Thursday, December 13, 2012

If I ever have a daughter, I will tell her all of these things

Check out "10 Things I want my daughter to know before she turns 10" by Lindsey Mead Russell, which I was turned onto via feministing

My favorites are #1, 7 and 9:

"1. It is not your job to keep the people you love happy.  Not me, not Daddy, not your brother, not your friends.  I promise, it's not.  The hard truth is that you can't, anyway."

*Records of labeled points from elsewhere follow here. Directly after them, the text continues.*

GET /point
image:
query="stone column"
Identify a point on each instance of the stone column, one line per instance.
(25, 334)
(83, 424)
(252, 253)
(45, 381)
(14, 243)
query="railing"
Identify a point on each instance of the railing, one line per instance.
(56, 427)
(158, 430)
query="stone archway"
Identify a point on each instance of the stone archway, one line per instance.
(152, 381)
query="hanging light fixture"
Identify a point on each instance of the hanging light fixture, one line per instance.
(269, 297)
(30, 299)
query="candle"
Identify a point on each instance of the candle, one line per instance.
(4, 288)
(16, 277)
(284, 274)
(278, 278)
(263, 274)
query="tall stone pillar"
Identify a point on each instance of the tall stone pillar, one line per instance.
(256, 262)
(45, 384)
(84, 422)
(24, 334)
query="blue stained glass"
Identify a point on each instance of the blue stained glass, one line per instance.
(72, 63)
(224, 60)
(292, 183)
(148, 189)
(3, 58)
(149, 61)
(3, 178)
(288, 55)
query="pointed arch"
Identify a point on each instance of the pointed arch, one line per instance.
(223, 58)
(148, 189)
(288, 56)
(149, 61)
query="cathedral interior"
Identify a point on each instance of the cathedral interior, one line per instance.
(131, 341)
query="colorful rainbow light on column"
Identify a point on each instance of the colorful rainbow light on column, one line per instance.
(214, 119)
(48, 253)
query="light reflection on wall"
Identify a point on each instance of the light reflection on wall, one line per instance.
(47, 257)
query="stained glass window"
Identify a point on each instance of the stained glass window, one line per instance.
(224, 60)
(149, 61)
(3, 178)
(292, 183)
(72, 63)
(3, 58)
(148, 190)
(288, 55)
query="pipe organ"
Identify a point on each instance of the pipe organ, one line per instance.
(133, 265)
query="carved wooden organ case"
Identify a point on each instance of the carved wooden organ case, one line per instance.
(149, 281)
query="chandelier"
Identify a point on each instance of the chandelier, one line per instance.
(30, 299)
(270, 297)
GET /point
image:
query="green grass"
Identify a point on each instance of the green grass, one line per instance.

"7. You are not me. We are very alike, but you are your own person, entirely, completely, fully.  I know this, I promise, even when I lose sight of it.  I know that separation from me is one of the fundamental tasks of your adolescence, which I can see glinting over the horizon.  I dread it like ice in my stomach, that space, that distance, that essential cleaving, but I want you to know I know how vital it is.  I'm going to be here, no matter what, Grace.  The red string that ties us together will stretch.  I know it will.  And once the transition is accomplished there will be a new, even better closeness.  I know that too.

9. There is no single person who can be your everything. Be very careful about bestowing this power on any one person.  I suspect you are trying to fill a gnawing loneliness, and if you are you inherited it from me.  That feeling, Woolf's "emptiness about the heart of life," is just part of the deal.  Trying to fill that ache with other people (or with anything else, like food, alcohol, numbing behaviors of a zillion sorts you don't even know of yet) is a lost cause, and nobody will be up to the task.  You will feel let down, and, worse, that loneliness will be there no matter what.  I'm learning to embrace it, to accept it as part of who I am.  I hope to help you do the same.

but it's worth reading the whole thing.